Les bénéfices d’un ERP pharma et biotech
- Traçabilité totale des lots, séries et opérations, en amont comme en aval
- Rappel de lot reconstitué en minutes plutôt qu’en jours
- Sérialisation gérée nativement, y compris à l’export
- Conformité GxP outillée : piste d’audit, signatures, intégrité des données
- Inspections préparées : les preuves se produisent en quelques clics
- Qualité intégrée : quarantaine, libération et CAPA dans le même système
- Coûts maîtrisés par lot, par projet et par source de financement
- Croissance absorbée : du pilote à l’industrialisation sans tout refaire
- Sous-traitance pilotée avec la même rigueur qu’en interne
UNE QUESTION ? une réponse.
Questions les plus fréquentes
Un ERP pharmaceutique est un progiciel de gestion intégré conçu pour piloter la production, la qualité, les stocks et la finance d’une entreprise soumise aux bonnes pratiques de fabrication. Il se distingue par sa capacité à tracer chaque lot, à gérer les statuts de libération et à produire une piste d’audit conforme aux exigences réglementaires.

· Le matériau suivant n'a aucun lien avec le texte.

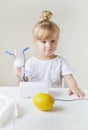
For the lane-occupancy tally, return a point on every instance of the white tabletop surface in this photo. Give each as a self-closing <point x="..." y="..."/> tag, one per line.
<point x="65" y="115"/>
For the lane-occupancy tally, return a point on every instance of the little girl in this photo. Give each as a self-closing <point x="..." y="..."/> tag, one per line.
<point x="46" y="66"/>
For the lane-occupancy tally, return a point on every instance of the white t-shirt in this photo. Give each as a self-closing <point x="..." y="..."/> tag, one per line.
<point x="51" y="71"/>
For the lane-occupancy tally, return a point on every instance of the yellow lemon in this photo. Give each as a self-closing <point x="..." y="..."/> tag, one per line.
<point x="43" y="101"/>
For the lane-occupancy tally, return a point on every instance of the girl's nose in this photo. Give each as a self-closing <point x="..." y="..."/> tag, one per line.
<point x="48" y="44"/>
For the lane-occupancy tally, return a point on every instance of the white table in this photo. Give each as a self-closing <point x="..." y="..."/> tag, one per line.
<point x="65" y="115"/>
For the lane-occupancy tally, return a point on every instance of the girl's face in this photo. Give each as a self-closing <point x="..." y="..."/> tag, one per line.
<point x="47" y="47"/>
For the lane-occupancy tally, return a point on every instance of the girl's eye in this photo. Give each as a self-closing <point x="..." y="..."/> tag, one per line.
<point x="52" y="41"/>
<point x="44" y="42"/>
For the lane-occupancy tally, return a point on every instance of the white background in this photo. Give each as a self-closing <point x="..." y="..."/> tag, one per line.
<point x="18" y="17"/>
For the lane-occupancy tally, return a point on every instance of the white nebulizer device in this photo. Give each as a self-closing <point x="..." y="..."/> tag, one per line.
<point x="19" y="64"/>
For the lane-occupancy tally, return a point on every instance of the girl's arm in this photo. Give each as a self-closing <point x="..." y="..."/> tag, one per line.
<point x="71" y="82"/>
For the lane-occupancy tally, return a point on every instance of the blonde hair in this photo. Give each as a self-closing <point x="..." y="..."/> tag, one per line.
<point x="45" y="29"/>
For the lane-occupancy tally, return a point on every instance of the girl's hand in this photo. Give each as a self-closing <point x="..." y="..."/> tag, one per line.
<point x="77" y="91"/>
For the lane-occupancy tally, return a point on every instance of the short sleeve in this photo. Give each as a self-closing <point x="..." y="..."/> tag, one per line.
<point x="66" y="68"/>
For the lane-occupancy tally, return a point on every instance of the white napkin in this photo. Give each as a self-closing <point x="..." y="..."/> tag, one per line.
<point x="9" y="110"/>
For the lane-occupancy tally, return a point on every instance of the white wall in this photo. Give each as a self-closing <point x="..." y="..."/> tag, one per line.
<point x="17" y="18"/>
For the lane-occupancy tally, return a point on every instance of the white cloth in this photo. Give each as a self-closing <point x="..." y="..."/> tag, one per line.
<point x="50" y="71"/>
<point x="8" y="110"/>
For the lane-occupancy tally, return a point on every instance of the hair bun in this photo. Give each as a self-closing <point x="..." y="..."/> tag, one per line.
<point x="46" y="15"/>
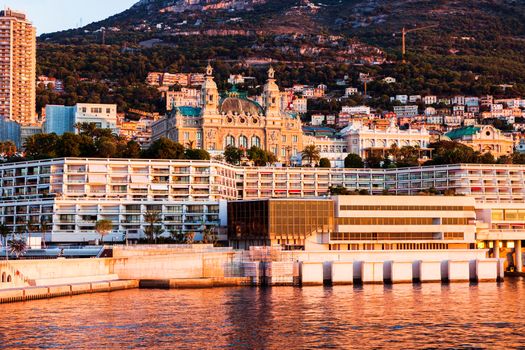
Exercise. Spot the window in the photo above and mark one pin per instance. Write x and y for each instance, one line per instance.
(230, 141)
(243, 141)
(256, 141)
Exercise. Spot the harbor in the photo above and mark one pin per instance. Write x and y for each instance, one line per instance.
(203, 266)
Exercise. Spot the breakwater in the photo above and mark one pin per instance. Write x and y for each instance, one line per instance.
(202, 266)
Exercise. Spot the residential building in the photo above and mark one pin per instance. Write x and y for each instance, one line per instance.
(430, 100)
(235, 120)
(406, 111)
(10, 131)
(356, 110)
(318, 119)
(485, 138)
(17, 67)
(363, 140)
(61, 119)
(73, 194)
(351, 91)
(186, 97)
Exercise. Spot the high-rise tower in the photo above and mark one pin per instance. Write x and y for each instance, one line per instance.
(17, 67)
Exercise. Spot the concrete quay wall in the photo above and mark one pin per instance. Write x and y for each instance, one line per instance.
(47, 292)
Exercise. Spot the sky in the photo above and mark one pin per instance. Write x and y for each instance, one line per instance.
(54, 15)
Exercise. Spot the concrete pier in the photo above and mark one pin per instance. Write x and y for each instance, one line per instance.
(486, 270)
(342, 272)
(429, 271)
(398, 271)
(34, 293)
(312, 273)
(457, 271)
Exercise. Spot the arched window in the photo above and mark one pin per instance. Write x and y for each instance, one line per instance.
(230, 141)
(256, 141)
(243, 141)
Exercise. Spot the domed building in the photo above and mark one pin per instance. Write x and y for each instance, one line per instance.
(234, 120)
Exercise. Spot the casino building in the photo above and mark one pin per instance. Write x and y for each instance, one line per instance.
(231, 119)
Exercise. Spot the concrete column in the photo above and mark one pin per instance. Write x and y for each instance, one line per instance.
(496, 249)
(519, 260)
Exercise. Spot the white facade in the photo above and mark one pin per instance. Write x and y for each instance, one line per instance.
(104, 116)
(361, 139)
(356, 110)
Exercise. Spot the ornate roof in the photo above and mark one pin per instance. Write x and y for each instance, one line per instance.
(240, 106)
(187, 111)
(461, 132)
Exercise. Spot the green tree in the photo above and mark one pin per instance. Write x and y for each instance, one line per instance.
(41, 146)
(197, 154)
(311, 154)
(4, 232)
(153, 229)
(209, 236)
(18, 247)
(233, 155)
(103, 228)
(353, 161)
(132, 150)
(165, 148)
(106, 147)
(260, 157)
(325, 163)
(7, 149)
(68, 145)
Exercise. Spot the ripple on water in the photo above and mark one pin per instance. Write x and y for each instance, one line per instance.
(401, 316)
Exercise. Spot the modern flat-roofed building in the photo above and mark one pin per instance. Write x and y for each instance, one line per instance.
(355, 223)
(17, 67)
(62, 119)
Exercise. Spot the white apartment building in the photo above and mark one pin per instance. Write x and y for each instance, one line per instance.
(73, 194)
(17, 67)
(406, 111)
(351, 91)
(430, 100)
(188, 97)
(102, 115)
(363, 140)
(356, 110)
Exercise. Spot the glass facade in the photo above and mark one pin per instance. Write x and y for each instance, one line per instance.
(284, 222)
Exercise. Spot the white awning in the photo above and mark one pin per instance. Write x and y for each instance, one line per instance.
(138, 186)
(97, 179)
(159, 187)
(98, 168)
(139, 179)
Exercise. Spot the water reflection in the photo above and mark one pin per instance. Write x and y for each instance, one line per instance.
(460, 315)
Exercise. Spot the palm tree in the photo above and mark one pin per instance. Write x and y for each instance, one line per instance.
(4, 232)
(153, 230)
(209, 236)
(103, 227)
(18, 247)
(44, 227)
(312, 154)
(189, 237)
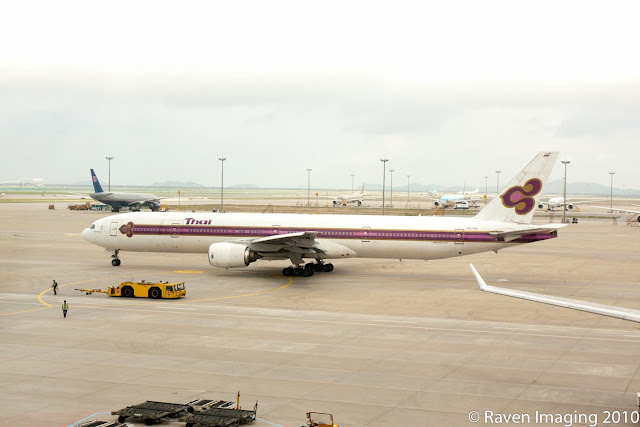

Une biotech a besoin d’un ERP capable d’accompagner son passage à l’échelle, de suivre ses coûts de R&D par programme et par financement, et de gérer la sous-traitance avec des CDMO. Microsoft Dynamics 365 Finance & Operations répond à ces besoins grâce à sa modularité et à sa comptabilité analytique par projet.
Le LIMS gère le laboratoire (échantillons, analyses, résultats), le MES pilote l’atelier en temps réel et le dossier de lot, l’ERP orchestre l’entreprise (planification, stocks, achats, coûts, comptabilité). Les trois sont complémentaires et doivent être interfacés pour éviter les ressaisies.
Un ERP n’est pas conforme en soi : c’est son paramétrage, sa validation et les procédures associées qui le rendent conforme. Dynamics 365 fournit les fondations nécessaires — identification des utilisateurs, piste d’audit, gestion des droits — qui doivent ensuite être documentées dans un dossier de validation.
L’ERP génère et affecte les identifiants uniques aux unités produites, les transmet aux répertoires réglementaires et gère les événements du cycle de vie : réimpression, destruction, retour, export. Il conserve le lien entre chaque numéro de série, son lot et sa destination.
Un déploiement en environnement GxP est plus long qu’un projet standard car il inclut la validation des systèmes informatisés. Comptez plusieurs mois selon le périmètre, le nombre de sites et le niveau de qualification exigé. Un périmètre ciblé finance et supply chain peut démarrer plus rapidement.
Oui. Dynamics 365 s’adresse aussi bien à une biotech de quelques dizaines de personnes qu’à un groupe pharmaceutique multi-sites, grâce à une approche modulaire qui permet de démarrer sur un périmètre réduit puis d’étendre au rythme de la croissance.
Oui. Power BI s’intègre nativement à Dynamics 365 et permet de produire des tableaux de bord sur les rendements, les taux de non-conformité, les délais de libération et les coûts par lot, directement à partir des données de l’ERP.